# 243 85 grain Sierra Gameking BTHP



## Fallguy (Jan 23, 2004)

I want to reload these to use for coyotes and deer.

Anyone have any experience with this round and whether it worked for you?


----------



## Kelly Hannan (Jan 9, 2007)

I use the 85 Sierra Varminter. Very little damage, usually no exit. 35 gr IMR 4895. These shoot very well out of my Win. model 70.


----------



## Hunterda (Nov 19, 2003)

I have shot that round in my 6mm for ~15 years and have taken many deer, some out to 300yds. I first read about that bullet in the NRA Hunter magazine. I use 4350 powder.


----------



## Kelly Hannan (Jan 9, 2007)

I guess I should have said I use 100 gr bullets for deer. The Varminter is too thin skinned for deer.


----------



## alleyyooper (Jul 6, 2007)

The Seirria 85gr. HPBT game king is all I have shot out of my 243 since the early 1980's.
I use IMR 4350 powder also and keep the speed to about 28 2900 FPS. I tried IMR 4831 but didn't like it as well. Could have been the rifle didn't like it.

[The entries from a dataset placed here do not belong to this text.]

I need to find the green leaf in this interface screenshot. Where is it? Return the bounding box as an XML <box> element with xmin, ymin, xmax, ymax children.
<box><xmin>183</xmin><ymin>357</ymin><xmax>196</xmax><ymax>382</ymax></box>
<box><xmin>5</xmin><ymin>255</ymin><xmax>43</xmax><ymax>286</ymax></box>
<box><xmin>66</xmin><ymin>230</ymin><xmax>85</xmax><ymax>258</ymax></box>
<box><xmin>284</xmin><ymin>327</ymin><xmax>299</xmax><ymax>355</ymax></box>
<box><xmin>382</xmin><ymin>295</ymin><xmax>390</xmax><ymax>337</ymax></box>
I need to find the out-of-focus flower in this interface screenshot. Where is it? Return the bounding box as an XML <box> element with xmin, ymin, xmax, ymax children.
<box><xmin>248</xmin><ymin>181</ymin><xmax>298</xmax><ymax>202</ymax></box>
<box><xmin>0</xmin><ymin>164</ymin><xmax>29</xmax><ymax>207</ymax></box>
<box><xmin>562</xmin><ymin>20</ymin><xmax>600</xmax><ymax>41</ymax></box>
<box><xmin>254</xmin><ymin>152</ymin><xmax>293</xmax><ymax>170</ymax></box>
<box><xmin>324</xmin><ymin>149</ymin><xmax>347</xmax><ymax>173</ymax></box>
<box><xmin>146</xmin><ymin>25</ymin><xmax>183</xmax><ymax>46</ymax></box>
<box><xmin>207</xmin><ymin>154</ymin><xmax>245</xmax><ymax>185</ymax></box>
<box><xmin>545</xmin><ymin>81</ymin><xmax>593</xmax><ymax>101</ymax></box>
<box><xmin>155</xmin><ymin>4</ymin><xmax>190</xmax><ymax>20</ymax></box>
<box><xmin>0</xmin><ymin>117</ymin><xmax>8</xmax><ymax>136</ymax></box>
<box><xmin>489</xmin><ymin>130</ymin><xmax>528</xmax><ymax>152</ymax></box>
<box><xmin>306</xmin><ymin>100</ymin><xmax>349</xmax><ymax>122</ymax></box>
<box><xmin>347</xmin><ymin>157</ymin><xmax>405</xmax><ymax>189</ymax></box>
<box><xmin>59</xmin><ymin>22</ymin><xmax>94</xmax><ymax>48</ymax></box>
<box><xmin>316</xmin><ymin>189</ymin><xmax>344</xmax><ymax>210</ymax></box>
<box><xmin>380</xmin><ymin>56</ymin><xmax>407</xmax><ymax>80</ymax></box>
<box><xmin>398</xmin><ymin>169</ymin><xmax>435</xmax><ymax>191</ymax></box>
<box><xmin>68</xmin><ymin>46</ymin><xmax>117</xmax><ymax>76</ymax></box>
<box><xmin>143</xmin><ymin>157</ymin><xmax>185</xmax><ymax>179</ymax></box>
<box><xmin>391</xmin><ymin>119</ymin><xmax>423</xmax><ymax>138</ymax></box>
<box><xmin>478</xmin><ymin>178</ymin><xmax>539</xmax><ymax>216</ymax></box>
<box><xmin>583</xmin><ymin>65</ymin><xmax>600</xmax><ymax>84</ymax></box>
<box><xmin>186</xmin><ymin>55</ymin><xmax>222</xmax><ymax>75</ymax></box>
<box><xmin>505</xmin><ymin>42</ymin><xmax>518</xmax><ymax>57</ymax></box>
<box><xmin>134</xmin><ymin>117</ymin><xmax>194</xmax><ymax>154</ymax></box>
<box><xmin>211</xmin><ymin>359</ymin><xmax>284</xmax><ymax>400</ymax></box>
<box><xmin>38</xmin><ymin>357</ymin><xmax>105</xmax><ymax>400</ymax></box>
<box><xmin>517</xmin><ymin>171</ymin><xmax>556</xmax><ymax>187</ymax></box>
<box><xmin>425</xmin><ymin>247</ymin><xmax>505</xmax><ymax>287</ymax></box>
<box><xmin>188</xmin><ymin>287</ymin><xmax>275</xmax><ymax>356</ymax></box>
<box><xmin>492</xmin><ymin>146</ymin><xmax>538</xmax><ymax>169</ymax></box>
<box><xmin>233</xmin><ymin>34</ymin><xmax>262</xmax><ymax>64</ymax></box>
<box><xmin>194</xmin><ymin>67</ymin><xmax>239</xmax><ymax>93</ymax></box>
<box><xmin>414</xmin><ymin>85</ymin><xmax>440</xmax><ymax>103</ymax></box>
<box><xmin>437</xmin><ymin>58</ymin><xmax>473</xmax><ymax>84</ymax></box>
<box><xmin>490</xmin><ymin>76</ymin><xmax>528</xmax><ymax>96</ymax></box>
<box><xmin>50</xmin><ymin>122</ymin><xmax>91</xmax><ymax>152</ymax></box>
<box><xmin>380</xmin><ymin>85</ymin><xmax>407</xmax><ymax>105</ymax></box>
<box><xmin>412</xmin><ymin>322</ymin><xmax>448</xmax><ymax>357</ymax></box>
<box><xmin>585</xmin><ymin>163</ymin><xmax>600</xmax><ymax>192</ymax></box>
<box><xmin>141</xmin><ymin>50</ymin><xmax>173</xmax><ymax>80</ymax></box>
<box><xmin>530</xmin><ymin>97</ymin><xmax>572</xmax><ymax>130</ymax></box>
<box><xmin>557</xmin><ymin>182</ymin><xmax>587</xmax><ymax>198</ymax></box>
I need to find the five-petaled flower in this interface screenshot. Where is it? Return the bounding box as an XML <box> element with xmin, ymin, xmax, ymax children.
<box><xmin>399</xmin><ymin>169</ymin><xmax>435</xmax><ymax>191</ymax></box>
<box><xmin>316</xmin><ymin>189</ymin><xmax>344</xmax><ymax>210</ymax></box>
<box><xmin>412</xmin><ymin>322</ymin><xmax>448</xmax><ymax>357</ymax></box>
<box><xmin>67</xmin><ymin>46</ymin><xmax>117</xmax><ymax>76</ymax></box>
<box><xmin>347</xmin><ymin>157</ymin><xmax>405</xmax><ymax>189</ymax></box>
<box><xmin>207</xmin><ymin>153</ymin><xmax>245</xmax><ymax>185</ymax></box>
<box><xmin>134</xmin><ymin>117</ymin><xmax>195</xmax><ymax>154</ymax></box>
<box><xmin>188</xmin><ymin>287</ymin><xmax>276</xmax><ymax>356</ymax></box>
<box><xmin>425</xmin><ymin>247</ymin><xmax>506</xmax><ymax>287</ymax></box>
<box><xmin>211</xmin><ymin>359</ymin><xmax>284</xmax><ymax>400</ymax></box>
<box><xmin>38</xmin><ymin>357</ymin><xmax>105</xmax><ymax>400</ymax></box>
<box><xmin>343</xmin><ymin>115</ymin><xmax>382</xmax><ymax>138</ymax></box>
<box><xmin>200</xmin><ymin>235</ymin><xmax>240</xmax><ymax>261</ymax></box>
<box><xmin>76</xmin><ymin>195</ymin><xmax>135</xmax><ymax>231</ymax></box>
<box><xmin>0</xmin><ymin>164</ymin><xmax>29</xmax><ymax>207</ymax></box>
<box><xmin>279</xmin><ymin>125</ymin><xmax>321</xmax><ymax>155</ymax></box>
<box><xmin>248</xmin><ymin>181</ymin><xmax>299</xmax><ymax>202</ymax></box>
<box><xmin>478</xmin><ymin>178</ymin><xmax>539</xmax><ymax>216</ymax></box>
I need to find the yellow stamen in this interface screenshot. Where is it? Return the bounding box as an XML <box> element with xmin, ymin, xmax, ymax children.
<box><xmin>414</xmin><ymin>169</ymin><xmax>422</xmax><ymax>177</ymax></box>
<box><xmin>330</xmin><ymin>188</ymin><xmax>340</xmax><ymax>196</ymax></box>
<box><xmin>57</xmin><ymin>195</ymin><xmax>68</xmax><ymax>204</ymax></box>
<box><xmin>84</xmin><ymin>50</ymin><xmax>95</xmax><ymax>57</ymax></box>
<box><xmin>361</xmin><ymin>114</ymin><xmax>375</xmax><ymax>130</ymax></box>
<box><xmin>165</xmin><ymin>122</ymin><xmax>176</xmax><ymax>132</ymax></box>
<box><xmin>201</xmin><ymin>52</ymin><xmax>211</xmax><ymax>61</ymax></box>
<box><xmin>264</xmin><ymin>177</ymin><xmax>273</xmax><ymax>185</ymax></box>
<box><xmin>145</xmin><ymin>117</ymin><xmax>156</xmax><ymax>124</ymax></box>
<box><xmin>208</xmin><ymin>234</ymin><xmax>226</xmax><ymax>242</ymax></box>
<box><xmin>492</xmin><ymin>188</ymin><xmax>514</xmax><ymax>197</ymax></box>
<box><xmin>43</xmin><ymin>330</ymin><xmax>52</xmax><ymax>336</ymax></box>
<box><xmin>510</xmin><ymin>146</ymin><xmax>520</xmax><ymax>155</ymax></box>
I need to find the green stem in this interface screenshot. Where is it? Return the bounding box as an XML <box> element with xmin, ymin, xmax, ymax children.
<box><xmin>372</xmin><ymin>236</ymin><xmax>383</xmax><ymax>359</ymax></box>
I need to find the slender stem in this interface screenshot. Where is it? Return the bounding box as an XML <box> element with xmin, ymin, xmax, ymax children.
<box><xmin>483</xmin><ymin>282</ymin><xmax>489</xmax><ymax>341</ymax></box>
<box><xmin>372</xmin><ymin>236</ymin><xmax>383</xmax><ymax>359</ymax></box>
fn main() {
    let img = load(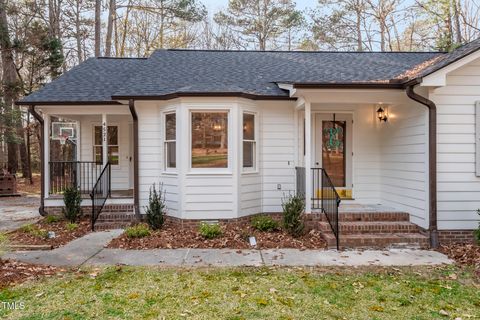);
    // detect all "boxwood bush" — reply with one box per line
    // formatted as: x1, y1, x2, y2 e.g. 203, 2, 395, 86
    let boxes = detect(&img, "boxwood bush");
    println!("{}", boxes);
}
199, 222, 222, 239
125, 224, 151, 238
282, 193, 305, 237
251, 215, 279, 232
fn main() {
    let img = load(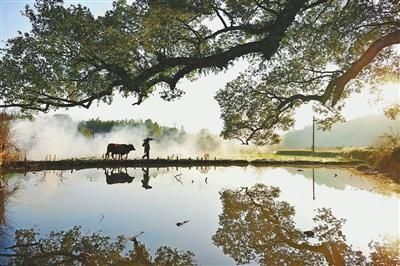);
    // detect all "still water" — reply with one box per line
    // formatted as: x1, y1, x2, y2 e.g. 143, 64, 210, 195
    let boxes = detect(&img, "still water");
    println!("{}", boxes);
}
1, 166, 399, 264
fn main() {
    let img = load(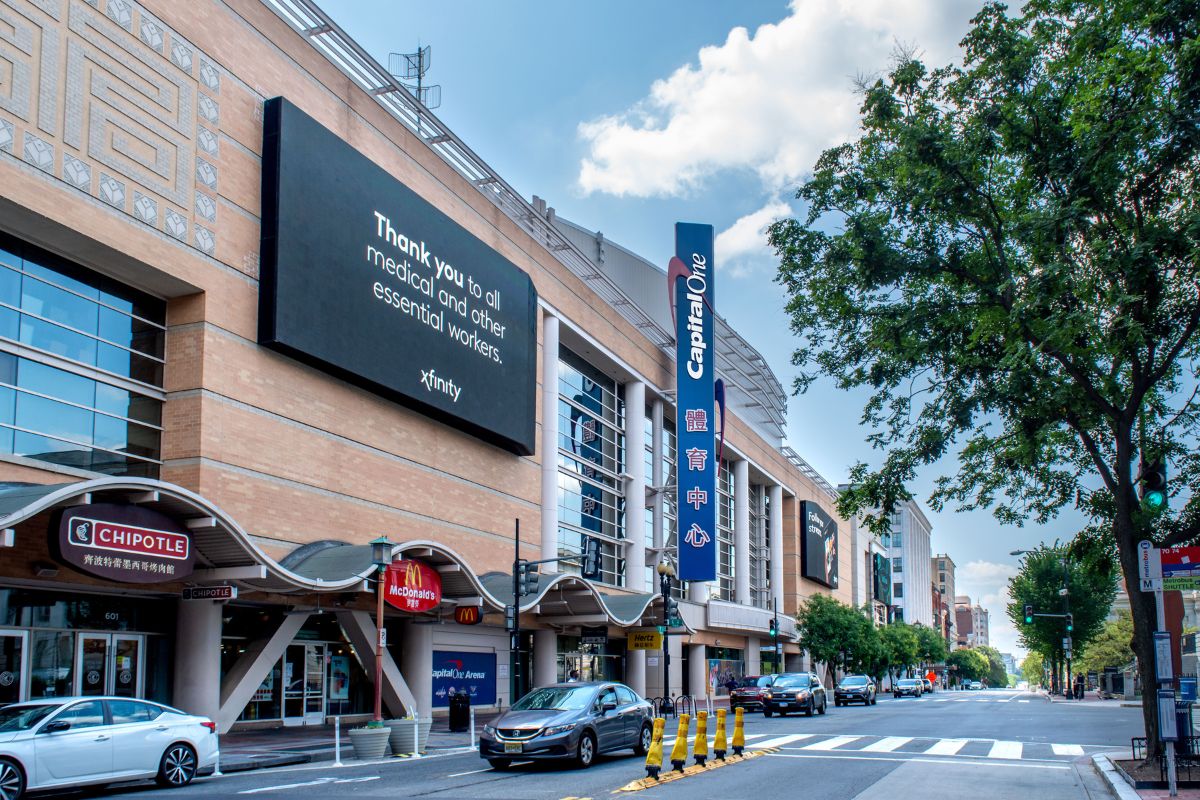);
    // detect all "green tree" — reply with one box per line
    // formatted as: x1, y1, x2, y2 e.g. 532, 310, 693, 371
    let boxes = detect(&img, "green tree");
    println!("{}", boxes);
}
1077, 611, 1135, 676
1021, 651, 1045, 687
975, 645, 1010, 688
768, 0, 1200, 754
879, 621, 920, 678
946, 648, 989, 683
914, 624, 949, 665
1008, 544, 1116, 671
795, 594, 878, 680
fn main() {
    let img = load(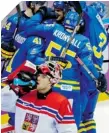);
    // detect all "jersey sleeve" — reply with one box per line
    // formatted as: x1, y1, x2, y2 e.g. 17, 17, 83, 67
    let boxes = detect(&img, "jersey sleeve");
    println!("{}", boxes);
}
1, 85, 18, 113
23, 12, 43, 30
25, 23, 54, 39
78, 38, 99, 80
56, 99, 77, 133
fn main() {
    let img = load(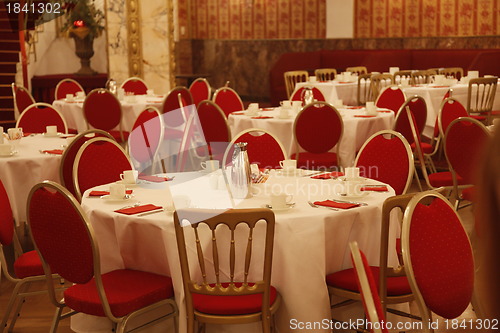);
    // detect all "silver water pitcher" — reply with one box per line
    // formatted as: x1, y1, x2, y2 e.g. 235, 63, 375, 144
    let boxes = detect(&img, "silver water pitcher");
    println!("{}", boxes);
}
301, 86, 314, 105
230, 142, 252, 199
106, 78, 117, 95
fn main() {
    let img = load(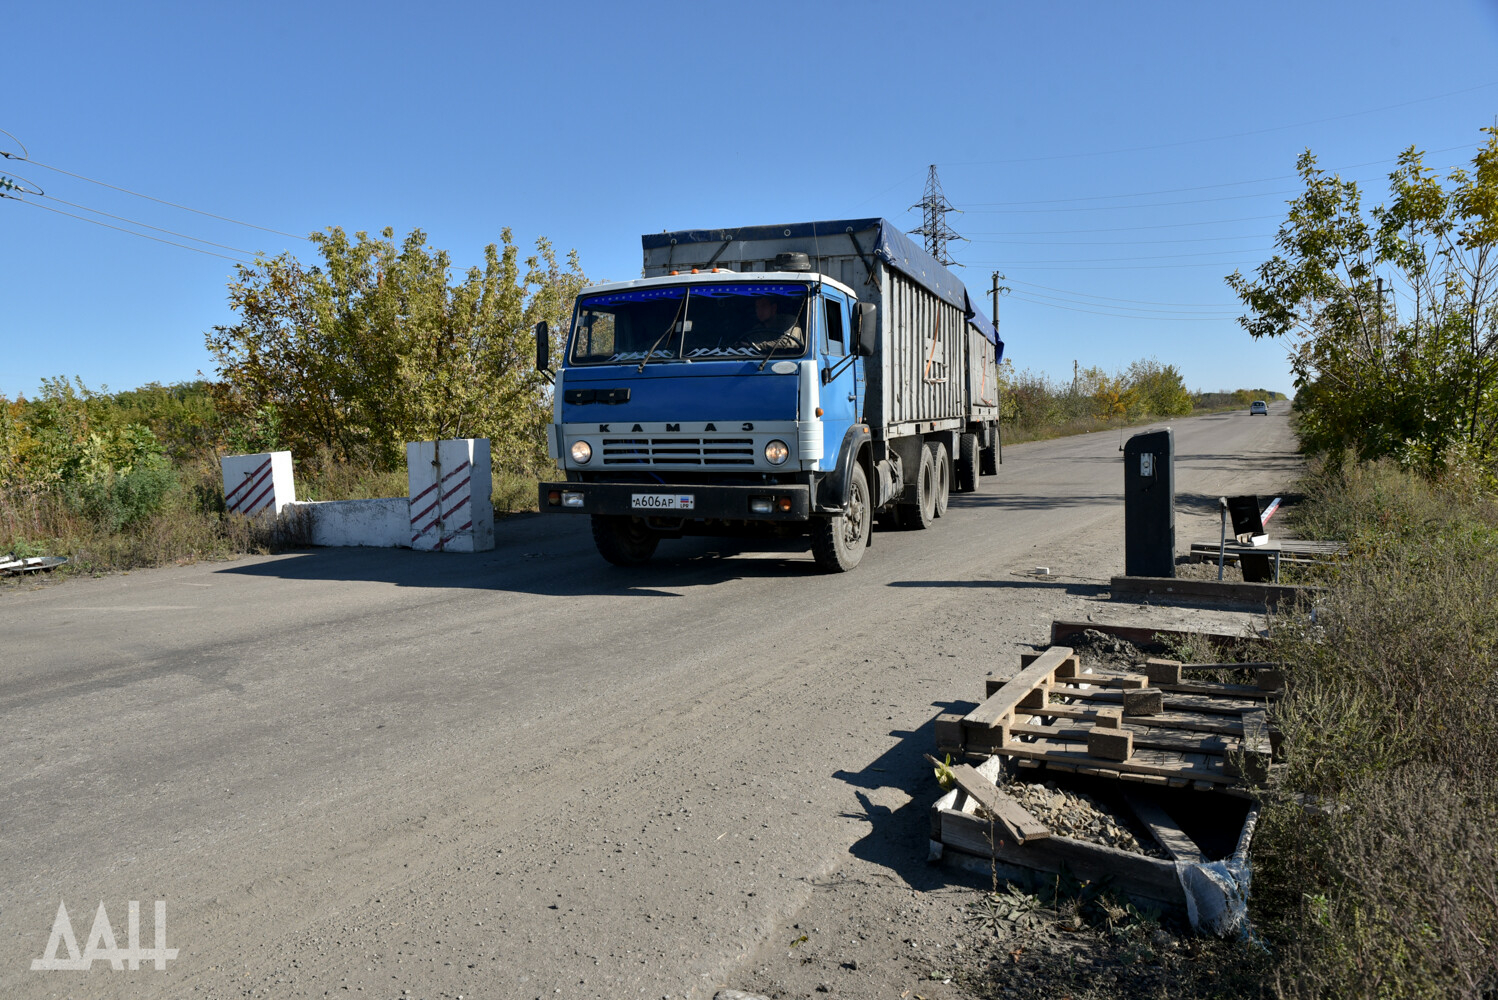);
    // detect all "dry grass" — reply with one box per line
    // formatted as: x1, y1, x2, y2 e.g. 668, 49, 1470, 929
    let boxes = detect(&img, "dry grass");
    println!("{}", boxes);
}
1, 454, 541, 581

Deer are bang flop if you hit them in a vital area. Goes with out saying that if shot in the butt they will run.

A good hit on a crow looks about like a dead hit on a clay a puff of black then the floating feathers.

Ground hogs, wood chucks or whistle pigs what you call them are bang flop also.

I use the same loading for everything.

 Al


----------